I need some help with what should be a basic controlled group question. My question is based on the following facts:

Husband and wife each own 50% of Corporation A. Husband owns 50% of Corporation B. The remaining portion of Corporation B is owned by an unrelated third-party. Wife is an employee of both Corporation A and Corporation B. Husband and wife are happily married. Both corporations sponsor 401(k) plans and the employees of each corporation are only permitted to participate in the 401(k) plan sponsored by their respective employer.

My question is whether Corporations A and B constitute a controlled group of corporations for compliance testing purposes?

Thanks for your responses.

Posted

Yes. Through stock attribution under IRC 1563, husband and wife each are deemed to be 100% owners and 50% owners in Corporation B.

Controlling interest in Corp A is 200% and Corp. B is 100%, so they meet the first requirement under 1563(a)(2)(A). Effective control, taking into account smallest ownership interest is 100%, so they meet the effective control requirement under 1563(a)(2)(B).
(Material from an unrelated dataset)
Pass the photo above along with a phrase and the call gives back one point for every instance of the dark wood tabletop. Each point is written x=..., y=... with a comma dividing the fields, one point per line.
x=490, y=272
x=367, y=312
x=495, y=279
Above determination assumes that all stock considered has voting rights.

Guest Boilerburm
Posted

I'm not sure I agree, jaemmons. Why do you say that controlling interest in B is 100%? 50% of B is owned by an unrelated third party. There is only 50% common control, so I don't think you have a controlled group here.

Posted

The spouse is attributed the 50% ownership from the husband. No spousal exception applies to the attribution of stock, since she is an employee of Corp. B. Therefore, collectively they own 100% - 50% of direct ownership from husband + 50% attributed stock to wife from husband.

Guest greggi39
Posted

jaemmons,

if she didn't work for the 2nd corp she would not be attributed the ownership, right?

what if they have a child, would she then be attributed through the child?

Guest Boilerburm
Posted

The number of shares, or ownership percentage, does not change because of attribution. The ownership interest can be counted only once in the controlled group determination. We could treat either of them as owning the shares, but since there isn't a controlled group in either scenario, it doesn't matter.

Posted

If they had a child who is under the age of 21, then the stock would be attributed to the child and a controlled group would exist.

Assuming all other requirements are met under 1563(e)(1) through (4), the spousal attribution exception would apply if she had absolutely no involvement with Corp. B. However, if they live in a community property state, then the spousal exception requirement listed in 1563(e)(1) (Spouse does not own any stock in that corporation directly) has not been met, as the stock deemed to be part of the community property assets of the marriage is deemed to be directly owned by each spouse.

Guest Boilerburm
Posted

Thanks for the link KJohnson - that is exactly what I was trying to say, but I don't have the eloquence of S. Derrin Watson Esq.!!

Guest SCUDDESLER
Posted

Thanks to everyone for the spirited debate and very helpful assistance. The issue that I needed help clarifying relates to whether the shares are counted twice or not (a different issue than whether the shares may be attributed twice, e.g., from one child to her parent to another child).